On our first full day of safari, Cavin pays our park entrance fees and then promptly turns the truck around and drives out of the park gates.
We’re all a little confused.
“I have a surprise for you,” he says. “Hold on tight,” and with that, he accelerates and we go flying through the narrow bush tracks. I’m silently grateful that I’ve worn a vintage silk scarf to hold my hair back.
Suddenly, we come to a stop on the tracks where another vehicle is just ahead of us on an adjoining track. Cavin turns off the engine.
“You see there?” he asks, pointing towards thick scrub. We’re still not sure what we’re looking for and then, out of the greenery emerges the unmistakable print of a leopard.
I can hear Felicity gasp as I ready my camera. It’s not one leopard however, but a male and female pair, as they slink across the path in front of us.
Our first 10 minutes of safari and we’re treated to this? We cannot believe our luck, as we soon learn that to spot leopard at all can be rare but to spot a pair together? Even more so.
We see hippopotamus in the river; warthogs; more baboons; several of the 2,800 bird species in Botswana (my favourite: the colourful, Lilac Breasted Roller). We chance upon a group of giraffes in a field munching from the Zambezi teak trees – and it feels surreal.
Day three in Botswana dawns and we meet Cavin over a gourmet breakfast at our lodge.
I’m wearing a black and white polka dot head scarf which I want to check with Cavin is within the safari dress-code.
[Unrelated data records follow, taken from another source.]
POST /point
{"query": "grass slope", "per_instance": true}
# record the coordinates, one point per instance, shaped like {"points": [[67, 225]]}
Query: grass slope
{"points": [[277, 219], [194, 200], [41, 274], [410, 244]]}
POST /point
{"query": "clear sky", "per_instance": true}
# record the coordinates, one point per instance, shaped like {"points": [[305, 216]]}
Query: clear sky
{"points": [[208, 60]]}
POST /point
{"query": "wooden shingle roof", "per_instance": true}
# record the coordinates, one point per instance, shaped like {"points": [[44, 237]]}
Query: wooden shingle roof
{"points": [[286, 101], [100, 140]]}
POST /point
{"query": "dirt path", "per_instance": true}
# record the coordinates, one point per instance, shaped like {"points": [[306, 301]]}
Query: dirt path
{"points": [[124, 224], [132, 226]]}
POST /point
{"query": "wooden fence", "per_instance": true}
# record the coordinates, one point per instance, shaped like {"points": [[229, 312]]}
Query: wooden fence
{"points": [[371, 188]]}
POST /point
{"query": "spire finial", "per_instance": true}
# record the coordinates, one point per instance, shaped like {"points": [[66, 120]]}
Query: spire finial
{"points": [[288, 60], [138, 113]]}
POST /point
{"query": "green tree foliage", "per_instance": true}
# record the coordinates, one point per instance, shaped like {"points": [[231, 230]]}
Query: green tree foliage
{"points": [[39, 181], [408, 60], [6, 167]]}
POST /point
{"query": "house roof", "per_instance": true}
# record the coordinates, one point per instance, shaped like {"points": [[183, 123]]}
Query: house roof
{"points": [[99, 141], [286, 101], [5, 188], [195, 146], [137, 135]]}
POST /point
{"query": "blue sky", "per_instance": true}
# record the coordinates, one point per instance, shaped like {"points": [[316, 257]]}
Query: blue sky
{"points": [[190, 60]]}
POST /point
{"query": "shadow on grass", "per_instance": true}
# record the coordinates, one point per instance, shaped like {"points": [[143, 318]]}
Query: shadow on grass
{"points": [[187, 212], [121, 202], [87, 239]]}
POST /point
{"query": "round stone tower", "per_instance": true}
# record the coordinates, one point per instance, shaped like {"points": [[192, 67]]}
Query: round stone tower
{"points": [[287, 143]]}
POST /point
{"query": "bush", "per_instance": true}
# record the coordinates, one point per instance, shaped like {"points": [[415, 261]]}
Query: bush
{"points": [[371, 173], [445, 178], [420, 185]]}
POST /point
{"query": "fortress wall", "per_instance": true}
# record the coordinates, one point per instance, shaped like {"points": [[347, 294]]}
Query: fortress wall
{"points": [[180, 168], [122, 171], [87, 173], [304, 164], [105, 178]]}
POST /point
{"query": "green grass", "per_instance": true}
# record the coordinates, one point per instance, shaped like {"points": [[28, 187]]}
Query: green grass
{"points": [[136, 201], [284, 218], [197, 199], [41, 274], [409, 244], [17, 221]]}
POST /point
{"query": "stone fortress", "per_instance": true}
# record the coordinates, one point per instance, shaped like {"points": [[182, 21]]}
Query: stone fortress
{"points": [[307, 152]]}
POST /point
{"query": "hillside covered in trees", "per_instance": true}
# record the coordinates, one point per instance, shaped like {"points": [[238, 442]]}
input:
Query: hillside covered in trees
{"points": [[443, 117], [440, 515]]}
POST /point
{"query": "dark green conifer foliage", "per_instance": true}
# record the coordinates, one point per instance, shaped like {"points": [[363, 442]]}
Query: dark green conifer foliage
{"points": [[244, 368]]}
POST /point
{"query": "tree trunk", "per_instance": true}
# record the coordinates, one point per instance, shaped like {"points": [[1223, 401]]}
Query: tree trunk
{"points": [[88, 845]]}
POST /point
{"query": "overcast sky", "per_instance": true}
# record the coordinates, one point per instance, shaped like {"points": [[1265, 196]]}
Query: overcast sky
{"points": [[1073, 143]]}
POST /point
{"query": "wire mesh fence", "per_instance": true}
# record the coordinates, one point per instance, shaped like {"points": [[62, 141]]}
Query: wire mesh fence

I’m reassured it’s fine – better, he tells me, than my white shirt I wore yesterday! I didn’t realise I’d make a safari fashion faux-pas, but as Cavin explains, white IS a bright colour that animals can see. The idea is to blend into the vehicle and the grass, which is why neutral and khaki are the go-to safari colours.
So, white is not alright – but what Cavin doesn’t understand is that in my wardrobe of rainbow colours, white IS a neutral colour! However, I heed Cavin’s expert advice and my white shirt with my Grace Kelly vibe doesn’t make another appearance on safari. Tip for future safari-goer’s: save white for the lodge only or leave it at home.
Our drive today reveals even more wondrous wildlife experiences that leave us pinching ourselves. We find more giraffes in another field, this time a pair mate before our very eyes. Don’t blink, or you’ll miss it. We also come across a pair of lions mating during breeding season – keeping a respectful distance, we watch in silence.
Later, on our sunset drive, we find another male lion with his entire pride. The experience was incredibly moving and I’ve written a detailed account about that emotional moment here.
On our final morning in Botswana, wearing my father’s vintage cravat and wondering how Cavin is going to possibly top all that we had seen, we find a field of zebras accompanied by a wilderbeast, a warthog and water buffalo. Their black and white stripes glisten in the sunshine against the green reeds.
As I’d been warned, Africa has got under my skin and this adventure of seeing multitudes of wildlife in their natural habitat has changed me profoundly.
I think of Liz and Richard all loved up here, bunkering away from the press; and Prince Harry as a young boy taken here just weeks after the death of his mother, Princess Diana, by the founder of Abercrombie & Kent, Geoffrey Kent.
It all makes sense – Botswana is the kind of place you lose yourself, only to find yourself again.